About the only time I would see him get excited was when he would take out his musical instruments from their cases (and he had ALL of them so it seemed to my child’s eyes)- the “kornetin”, the “klarinete”, the trombone, even the “bajo” which I loved to follow all around town when the marching band came to play for the fiesta. To my surprise, all it could play was “oompah-pah”! About the only ones I could play were the snare drum and the “pompyang”, both of which really produced noise rather than music. Yet Lolo could play everything like a virtuoso. In him I saw the musical talent which would later surface in his descendants even up to the present generations (with or without professional musical training). And everytime our daughter Lani would play the piano, or our second son Renato would “play” the computer virtuoso I would remember Lolo Andoy. No wonder I am a frustrated musician.
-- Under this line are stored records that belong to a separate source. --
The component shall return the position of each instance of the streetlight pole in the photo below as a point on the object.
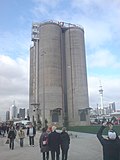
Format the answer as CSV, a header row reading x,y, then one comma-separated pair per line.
x,y
43,90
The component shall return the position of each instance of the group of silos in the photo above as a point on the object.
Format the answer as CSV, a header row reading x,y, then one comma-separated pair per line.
x,y
58,78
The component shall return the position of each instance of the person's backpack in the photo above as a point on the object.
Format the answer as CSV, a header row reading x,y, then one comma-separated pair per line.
x,y
45,140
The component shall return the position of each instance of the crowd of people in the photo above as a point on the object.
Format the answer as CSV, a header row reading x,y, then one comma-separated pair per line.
x,y
50,140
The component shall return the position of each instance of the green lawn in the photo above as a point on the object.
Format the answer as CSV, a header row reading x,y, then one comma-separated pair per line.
x,y
92,129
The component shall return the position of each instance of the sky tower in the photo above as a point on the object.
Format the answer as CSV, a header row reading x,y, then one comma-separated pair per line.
x,y
101,97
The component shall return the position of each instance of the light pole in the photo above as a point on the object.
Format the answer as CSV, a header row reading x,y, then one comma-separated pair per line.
x,y
43,118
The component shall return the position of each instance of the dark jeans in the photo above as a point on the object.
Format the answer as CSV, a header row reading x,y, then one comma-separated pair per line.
x,y
31,140
53,155
64,154
45,155
11,145
21,142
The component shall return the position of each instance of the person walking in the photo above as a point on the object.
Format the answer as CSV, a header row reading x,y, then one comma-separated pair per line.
x,y
21,136
11,136
31,132
111,146
43,142
54,143
65,141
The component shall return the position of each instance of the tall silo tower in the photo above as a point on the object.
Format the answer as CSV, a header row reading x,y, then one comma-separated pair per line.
x,y
58,81
77,91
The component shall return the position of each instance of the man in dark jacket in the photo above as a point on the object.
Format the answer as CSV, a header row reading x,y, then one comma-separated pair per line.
x,y
54,143
43,142
31,132
65,141
111,146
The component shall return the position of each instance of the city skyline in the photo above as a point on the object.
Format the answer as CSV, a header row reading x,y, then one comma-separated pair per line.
x,y
100,21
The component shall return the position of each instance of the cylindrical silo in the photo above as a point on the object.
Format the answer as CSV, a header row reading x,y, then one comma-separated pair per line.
x,y
77,88
50,68
32,88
During the “Japanese time” (WWII, when the Japanese occupied the Philippines, 1942-44), I got to know more of the relatives of Itay for they were forced to leave the big city and live with their relatives in the provinces. Lolo Andoy was then in his 50s, but he still carried a few of his precious musical instruments wherever he would go. However the mood of the time was not conducive to making music and his rehearsals were rare. He would rather take long walks around Canlubang for he seemed to enjoy the rural ambience more than big city life. He was ever the reserved one, and whenever he stared into the distance I could feel the rush of his memories from his long and adventurous past reaching back to the Spanish times, the Revolution, the American Occupation, and then the Japanese time- memories just waiting to be told. Could it be that there is so much to tell that he wouldn’t know where to start?
My final memories of Lolo Andoy were those of his funeral. I was already 25 years old by then, having returned from the United States after my studies, having married upon my return and just then waiting for our firstborn due in November. I was also by then beginning to settle down to what would turn out to be my lifelong career in the University of the Philippines. But somehow, my connections with Lolo Andoy were even stronger than before—for Itay entrusted to me an amethyst ring, Lolo’s birthstone which I still remember seeing him wear on his “pinky” during his musical rehearsals. Lolo Andoy, gave this heirloom to his eldest son Marciano, my father, who then passed it on to me as his eldest son.
When Itay gave Lolo Andoy’s ring to me upon my graduation at the University of the Philippines in 1956, it did not mean as much to me as it did later on when I realized the significance of Lolo Andoy’s legacy to my father.
I have since kept that ring so carefully tucked away that I will have to search for it soon—so I can pass it on to my eldest son Jesus Amado!